A Polícia de Londrina acredita na hipótese de que o funcionário público Édison de Arruda Américo, 34 anos, tenha sido executado. O corpo do servidor, que estava desaparecido desde o dia 20 de maio, foi encontrado na sexta-feira e sepultado na manhã de sábado.
Segundo informações obtidas ontem à tarde pelo delegado-adjunto da 10ª Subdivisão Policial (SDP), Acácio Azevedo, junto ao Instituto Médico-Legal, a morte de Édison Américo ocorreu três dias depois de seu desaparecimento. Ainda conforme o IML, Édison foi jogado no Rio Couro de Boi, nas proximidades de Sertanópolis (40 km ao norte de Londrina), já morto, com dois tiros na cabeça disparados à queima-roupa.

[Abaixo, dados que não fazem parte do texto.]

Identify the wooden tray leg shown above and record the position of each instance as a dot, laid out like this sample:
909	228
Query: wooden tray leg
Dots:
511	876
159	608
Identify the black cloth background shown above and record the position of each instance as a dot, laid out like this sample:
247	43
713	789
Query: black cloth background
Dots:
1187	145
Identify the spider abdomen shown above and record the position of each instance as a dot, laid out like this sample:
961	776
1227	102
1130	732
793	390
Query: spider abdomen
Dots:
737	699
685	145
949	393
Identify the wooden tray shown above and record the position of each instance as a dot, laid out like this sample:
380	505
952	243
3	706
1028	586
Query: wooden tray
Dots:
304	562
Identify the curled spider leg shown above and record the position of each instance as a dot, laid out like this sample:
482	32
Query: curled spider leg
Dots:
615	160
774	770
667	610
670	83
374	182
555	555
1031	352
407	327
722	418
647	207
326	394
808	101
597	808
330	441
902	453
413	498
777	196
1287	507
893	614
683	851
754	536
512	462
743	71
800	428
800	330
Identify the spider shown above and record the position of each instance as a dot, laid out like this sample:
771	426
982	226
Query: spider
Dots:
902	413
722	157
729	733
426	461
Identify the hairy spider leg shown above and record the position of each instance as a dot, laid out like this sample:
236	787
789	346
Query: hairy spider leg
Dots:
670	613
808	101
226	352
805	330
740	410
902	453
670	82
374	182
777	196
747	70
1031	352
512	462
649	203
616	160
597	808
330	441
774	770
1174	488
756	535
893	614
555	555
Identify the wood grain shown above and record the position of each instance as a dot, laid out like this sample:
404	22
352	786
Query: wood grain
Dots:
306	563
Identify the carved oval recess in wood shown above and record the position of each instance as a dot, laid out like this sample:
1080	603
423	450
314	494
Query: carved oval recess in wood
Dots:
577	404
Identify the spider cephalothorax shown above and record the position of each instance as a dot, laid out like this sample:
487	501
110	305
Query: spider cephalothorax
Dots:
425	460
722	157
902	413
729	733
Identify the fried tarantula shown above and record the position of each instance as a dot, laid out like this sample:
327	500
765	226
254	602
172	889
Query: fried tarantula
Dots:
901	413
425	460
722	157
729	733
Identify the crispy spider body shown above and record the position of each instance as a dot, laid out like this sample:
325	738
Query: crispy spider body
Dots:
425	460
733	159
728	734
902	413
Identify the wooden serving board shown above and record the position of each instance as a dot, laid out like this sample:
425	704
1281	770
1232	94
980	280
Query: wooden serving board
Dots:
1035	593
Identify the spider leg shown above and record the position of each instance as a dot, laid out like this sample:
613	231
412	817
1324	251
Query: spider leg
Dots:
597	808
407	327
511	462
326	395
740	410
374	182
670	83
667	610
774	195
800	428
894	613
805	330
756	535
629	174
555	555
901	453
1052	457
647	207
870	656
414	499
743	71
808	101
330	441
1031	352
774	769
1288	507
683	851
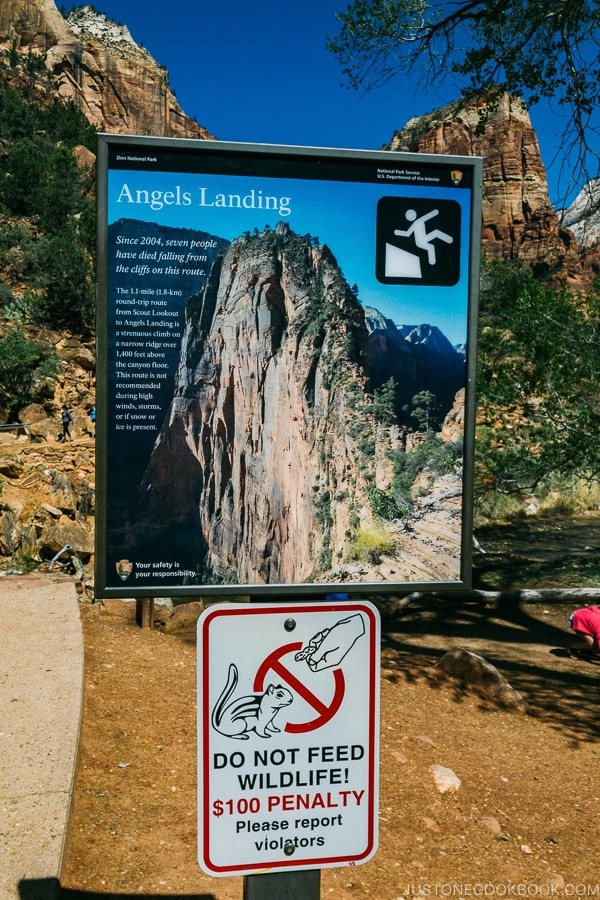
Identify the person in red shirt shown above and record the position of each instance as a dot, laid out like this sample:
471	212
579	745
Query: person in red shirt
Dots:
586	625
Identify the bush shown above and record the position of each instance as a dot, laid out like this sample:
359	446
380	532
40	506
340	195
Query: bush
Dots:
23	363
66	298
370	544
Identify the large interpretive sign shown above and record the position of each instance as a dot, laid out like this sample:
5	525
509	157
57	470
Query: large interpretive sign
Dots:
286	345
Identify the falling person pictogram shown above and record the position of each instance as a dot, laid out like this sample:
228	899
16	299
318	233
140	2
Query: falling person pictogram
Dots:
424	239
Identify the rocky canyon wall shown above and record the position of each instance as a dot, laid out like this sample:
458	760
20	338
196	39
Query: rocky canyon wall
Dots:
97	64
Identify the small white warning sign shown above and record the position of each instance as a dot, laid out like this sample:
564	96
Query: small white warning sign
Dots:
288	736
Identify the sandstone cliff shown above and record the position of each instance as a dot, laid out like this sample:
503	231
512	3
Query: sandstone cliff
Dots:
97	64
519	220
263	414
263	467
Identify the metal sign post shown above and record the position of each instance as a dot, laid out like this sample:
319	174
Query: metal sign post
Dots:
283	886
288	738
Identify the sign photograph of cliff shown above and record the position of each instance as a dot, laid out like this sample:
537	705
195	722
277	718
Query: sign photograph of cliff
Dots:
287	389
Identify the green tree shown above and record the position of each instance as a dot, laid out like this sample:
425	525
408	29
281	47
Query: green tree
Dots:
539	371
384	405
425	408
533	48
66	292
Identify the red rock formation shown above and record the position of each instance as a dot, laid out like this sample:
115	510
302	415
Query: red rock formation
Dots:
118	85
519	220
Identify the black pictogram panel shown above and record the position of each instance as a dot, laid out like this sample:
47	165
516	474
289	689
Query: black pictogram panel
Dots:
418	241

Na autópsia também foram observados hematomas no olho esquerdo e testa, o que leva a crer que a vítima tenha sido agredida a pauladas, pontapés ou socos. Os projéteis que atingiram o crânio do funcionário público não foram encontrados no corpo, o que vai prejudicar as investigações para saber qual o calibre da arma usada para matá-lo.
O servidor público foi visto pela última vez com vida na noite de 20 de maio, quando saía no seu carro, um GOL, junto com mais três homens. O corpo foi encontrado em adiantado estado de putrefação, boiando no Rio Couro de Boi.
‘‘Devemos investigar todas as hipóteses até que se esclareça tudo sobre a morte de Édison’’, afirmou Acácio Azevedo. Pelas características do crime, o delegado enfatiza que a principal possibilidade é a de que ele tenha sido executado.
Conforme o delegado, se houve execução, o trabalho investigativo vai definir se o motivo teria sido para queima de arquivo (quando a vítima tem conhecimento sobre determinado fato) ou vingança.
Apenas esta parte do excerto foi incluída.